Added a commit that should fix the tokenizer issues, and not add BOS and EOS by default.
Awesome, I confirm that the text generation is coherent by default now.
I still cannot load the tokenizer with AutoTokenizer.from_pretrained. The error has now changed to this:
File "/tmp/transformers/src/transformers/models/auto/tokenization_auto.py", line 694, in from_pretrained
tokenizer_class_py, tokenizer_class_fast = TOKENIZER_MAPPING[type(config)]
File "/tmp/transformers/src/transformers/models/auto/auto_factory.py", line 610, in __getitem__
raise KeyError(key)
KeyError: <class 'transformers.models.llama.configuration_llama.LLaMAConfig'>
does this work with int8?
No idea! I haven't messed with int8 too much myself. It ought to be compatible with whatever is already supported in the HF models.
After the fix with EOS, int8 (bitsandbytes) looks decent. Example in https://github.com/zsc/llama_infer/blob/main/README.md
After https://github.com/huggingface/transformers/pull/21955/commits/459e2ac9f551650ced58deb1c65f06c3d483d606, AutoTokenizer.from_pretrained now works as expected.
KoboldAI now works
I'd like to see a more memory-efficient conversion script, the current version loads everything into system memory which makes converting the 30B and 65B variants challenging on some systems
Yes, this is a quick and dirty version that loads everything into memory.
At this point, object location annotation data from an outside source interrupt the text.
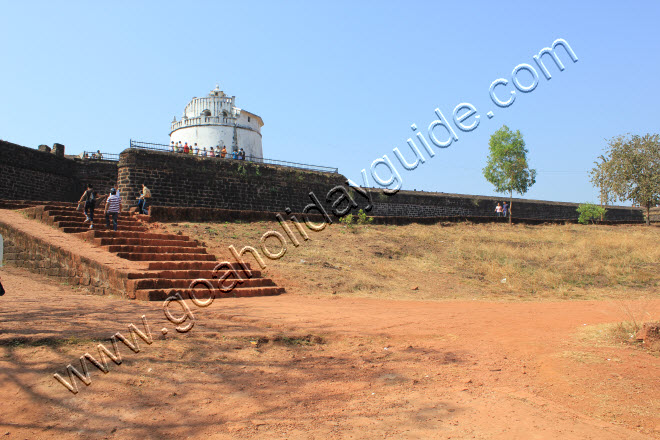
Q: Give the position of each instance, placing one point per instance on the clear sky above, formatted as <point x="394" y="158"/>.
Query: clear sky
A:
<point x="337" y="83"/>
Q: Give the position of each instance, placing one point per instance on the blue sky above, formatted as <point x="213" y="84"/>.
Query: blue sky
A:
<point x="336" y="83"/>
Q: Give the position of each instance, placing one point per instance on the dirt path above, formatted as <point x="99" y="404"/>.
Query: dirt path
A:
<point x="386" y="369"/>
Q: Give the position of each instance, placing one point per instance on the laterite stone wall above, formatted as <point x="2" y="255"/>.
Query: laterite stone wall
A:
<point x="29" y="174"/>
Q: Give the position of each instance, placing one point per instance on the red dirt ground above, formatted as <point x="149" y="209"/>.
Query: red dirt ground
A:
<point x="385" y="369"/>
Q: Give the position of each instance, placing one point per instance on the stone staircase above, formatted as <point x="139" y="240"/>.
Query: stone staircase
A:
<point x="172" y="261"/>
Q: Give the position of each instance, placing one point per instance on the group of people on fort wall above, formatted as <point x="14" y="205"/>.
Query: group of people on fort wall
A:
<point x="194" y="150"/>
<point x="502" y="210"/>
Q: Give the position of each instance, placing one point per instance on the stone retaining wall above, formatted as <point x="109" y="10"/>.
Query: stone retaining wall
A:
<point x="29" y="174"/>
<point x="38" y="256"/>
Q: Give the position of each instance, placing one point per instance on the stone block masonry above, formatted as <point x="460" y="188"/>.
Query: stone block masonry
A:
<point x="38" y="256"/>
<point x="29" y="174"/>
<point x="189" y="181"/>
<point x="209" y="184"/>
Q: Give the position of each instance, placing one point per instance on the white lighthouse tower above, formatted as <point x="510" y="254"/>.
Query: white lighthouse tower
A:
<point x="216" y="121"/>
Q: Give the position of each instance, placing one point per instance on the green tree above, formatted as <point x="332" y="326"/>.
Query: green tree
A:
<point x="630" y="170"/>
<point x="507" y="167"/>
<point x="599" y="179"/>
<point x="590" y="212"/>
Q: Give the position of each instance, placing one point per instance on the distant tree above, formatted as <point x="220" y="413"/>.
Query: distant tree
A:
<point x="598" y="178"/>
<point x="507" y="167"/>
<point x="590" y="212"/>
<point x="630" y="170"/>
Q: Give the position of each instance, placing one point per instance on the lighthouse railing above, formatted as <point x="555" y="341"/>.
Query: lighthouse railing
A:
<point x="168" y="149"/>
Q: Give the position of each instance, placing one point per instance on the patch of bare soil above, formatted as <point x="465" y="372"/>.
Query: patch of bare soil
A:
<point x="306" y="367"/>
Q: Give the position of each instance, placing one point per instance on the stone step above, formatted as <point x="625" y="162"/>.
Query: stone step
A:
<point x="97" y="218"/>
<point x="143" y="242"/>
<point x="131" y="234"/>
<point x="151" y="256"/>
<point x="97" y="224"/>
<point x="73" y="212"/>
<point x="238" y="292"/>
<point x="187" y="265"/>
<point x="193" y="273"/>
<point x="184" y="283"/>
<point x="156" y="249"/>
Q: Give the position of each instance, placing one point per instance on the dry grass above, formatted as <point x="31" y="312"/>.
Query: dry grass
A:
<point x="455" y="260"/>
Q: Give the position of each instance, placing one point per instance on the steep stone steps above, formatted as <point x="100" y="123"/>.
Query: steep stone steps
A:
<point x="192" y="274"/>
<point x="143" y="242"/>
<point x="140" y="235"/>
<point x="155" y="249"/>
<point x="184" y="265"/>
<point x="98" y="223"/>
<point x="237" y="292"/>
<point x="173" y="261"/>
<point x="150" y="256"/>
<point x="184" y="283"/>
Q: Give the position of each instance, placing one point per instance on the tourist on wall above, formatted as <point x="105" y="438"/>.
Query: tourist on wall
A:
<point x="143" y="199"/>
<point x="112" y="209"/>
<point x="89" y="198"/>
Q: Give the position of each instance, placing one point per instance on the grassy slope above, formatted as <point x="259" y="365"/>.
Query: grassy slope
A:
<point x="455" y="260"/>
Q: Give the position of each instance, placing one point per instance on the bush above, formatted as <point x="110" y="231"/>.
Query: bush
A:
<point x="360" y="219"/>
<point x="347" y="219"/>
<point x="590" y="212"/>
<point x="363" y="219"/>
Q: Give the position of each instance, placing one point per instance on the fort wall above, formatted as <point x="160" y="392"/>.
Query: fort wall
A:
<point x="29" y="174"/>
<point x="209" y="184"/>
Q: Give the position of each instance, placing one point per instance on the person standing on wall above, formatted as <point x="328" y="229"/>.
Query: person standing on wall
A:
<point x="89" y="198"/>
<point x="112" y="209"/>
<point x="142" y="200"/>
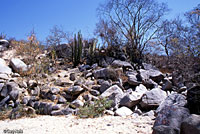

One issue is that the way the weights are sharded (for tensor parallelism) is orthogonal to the way that HF shards the weights (by layer). So either we have to load everything in at once, or we have to load/write multiple times. The latter would be slower but useful for folks with less memory.
Has anyone tested loading 65B with accelerate to load on multiple GPUs?
I can't load the 7B model to cuda with one A4000 should I just change the gpu?
I'm observing some strange behavior with the tokenizer when encoding sequences beginning with a newline:
>>> t = AutoTokenizer.from_pretrained("llama_hf/tokenizer")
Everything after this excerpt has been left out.